Saluer le rôle croissant du secteur privé dans l’autonomie stratégique, Rajesh Kumar Singh a invité ces entreprises à accroître leurs investissements en recherche et développement ainsi qu’en capacités de production. Il a averti que sans une volonté forte du secteur privé de s’engager durablement, il sera impossible d’atteindre le niveau d’innovation et de capacités requis par les forces armées. « Dans le secteur de la défense, les commandes sont souvent sporadiques, mais si vous disposez de la technologie et de la maîtrise d’ingénierie, vous pourrez vous maintenir grâce à un mix de commandes nationales et export, » a-t-il précisé.

Le général commandant en chef du Commandement Sud, le lieutenant-général Dhiraj Seth, a pour sa part souligné l’importance d’une approche globale et coordonnée à l’échelle nationale pour parvenir à l’autonomie dans les capacités de défense.

Le séminaire a réuni des experts éminents des forces armées, des vétérans, des chercheurs, des représentants du DRDO, des entreprises publiques, de l’industrie privée et du milieu universitaire.
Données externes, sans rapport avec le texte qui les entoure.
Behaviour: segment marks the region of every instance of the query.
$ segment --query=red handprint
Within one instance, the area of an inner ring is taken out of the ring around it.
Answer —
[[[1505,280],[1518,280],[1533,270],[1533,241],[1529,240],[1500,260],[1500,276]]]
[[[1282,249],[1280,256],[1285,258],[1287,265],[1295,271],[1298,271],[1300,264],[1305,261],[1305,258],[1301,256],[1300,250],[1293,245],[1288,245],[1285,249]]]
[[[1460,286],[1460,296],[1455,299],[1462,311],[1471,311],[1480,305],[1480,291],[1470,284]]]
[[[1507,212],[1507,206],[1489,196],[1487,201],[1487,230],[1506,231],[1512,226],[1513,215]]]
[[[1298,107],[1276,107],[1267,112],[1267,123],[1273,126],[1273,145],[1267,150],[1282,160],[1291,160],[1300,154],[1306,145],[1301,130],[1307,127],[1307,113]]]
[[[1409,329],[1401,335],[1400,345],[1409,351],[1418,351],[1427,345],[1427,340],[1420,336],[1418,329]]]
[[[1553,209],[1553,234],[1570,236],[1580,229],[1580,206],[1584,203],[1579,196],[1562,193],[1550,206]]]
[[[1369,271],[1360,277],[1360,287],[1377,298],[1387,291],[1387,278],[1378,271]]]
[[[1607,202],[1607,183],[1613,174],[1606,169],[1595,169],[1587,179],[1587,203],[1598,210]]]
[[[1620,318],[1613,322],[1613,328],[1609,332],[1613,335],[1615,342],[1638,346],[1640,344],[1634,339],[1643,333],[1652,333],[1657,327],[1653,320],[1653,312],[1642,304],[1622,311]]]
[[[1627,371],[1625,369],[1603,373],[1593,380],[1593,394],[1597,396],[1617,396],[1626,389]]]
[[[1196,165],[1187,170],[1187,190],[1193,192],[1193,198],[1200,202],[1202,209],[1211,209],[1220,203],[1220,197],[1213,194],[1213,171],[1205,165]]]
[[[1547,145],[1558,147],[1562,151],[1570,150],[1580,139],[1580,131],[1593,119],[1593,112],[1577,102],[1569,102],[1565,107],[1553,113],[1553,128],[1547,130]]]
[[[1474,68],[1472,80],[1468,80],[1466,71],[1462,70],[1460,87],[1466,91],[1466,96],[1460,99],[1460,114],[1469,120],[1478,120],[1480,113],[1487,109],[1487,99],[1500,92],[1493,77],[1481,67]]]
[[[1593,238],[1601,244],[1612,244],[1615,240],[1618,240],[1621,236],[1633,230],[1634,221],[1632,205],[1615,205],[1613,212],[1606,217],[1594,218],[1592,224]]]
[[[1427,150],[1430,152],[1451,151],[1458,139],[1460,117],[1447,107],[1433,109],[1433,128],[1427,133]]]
Son objectif était d’élaborer une feuille de route pour un écosystème de défense indigène couvrant la R&D, la production, la maintenance, et l’innovation. Les discussions ont notamment porté sur :

  • La accélération des technologies de niche par le biais de l’ingénierie inverse et du financement industriel de la recherche académique.
  • Le renforcement du rôle du DRDO comme catalyseur de l’innovation locale.
  • Le développement accéléré du secteur manufacturier de défense grâce à une collaboration renforcée entre le privé, les entreprises publiques et les institutions académiques.

Une exposition d’équipements innovants a été organisée lors de l’événement pour présenter les dernières avancées technologiques indigènes et promouvoir les partenariats en vue de préparer les capacités militaires du futur.

Ce séminaire a ainsi réaffirmé l’engagement du Commandement Sud à porter la vision d’un Aatmanirbhar Bharat, à favoriser la synergie entre tous les acteurs et à renforcer l’écosystème national de défense à la fois au niveau régional et national.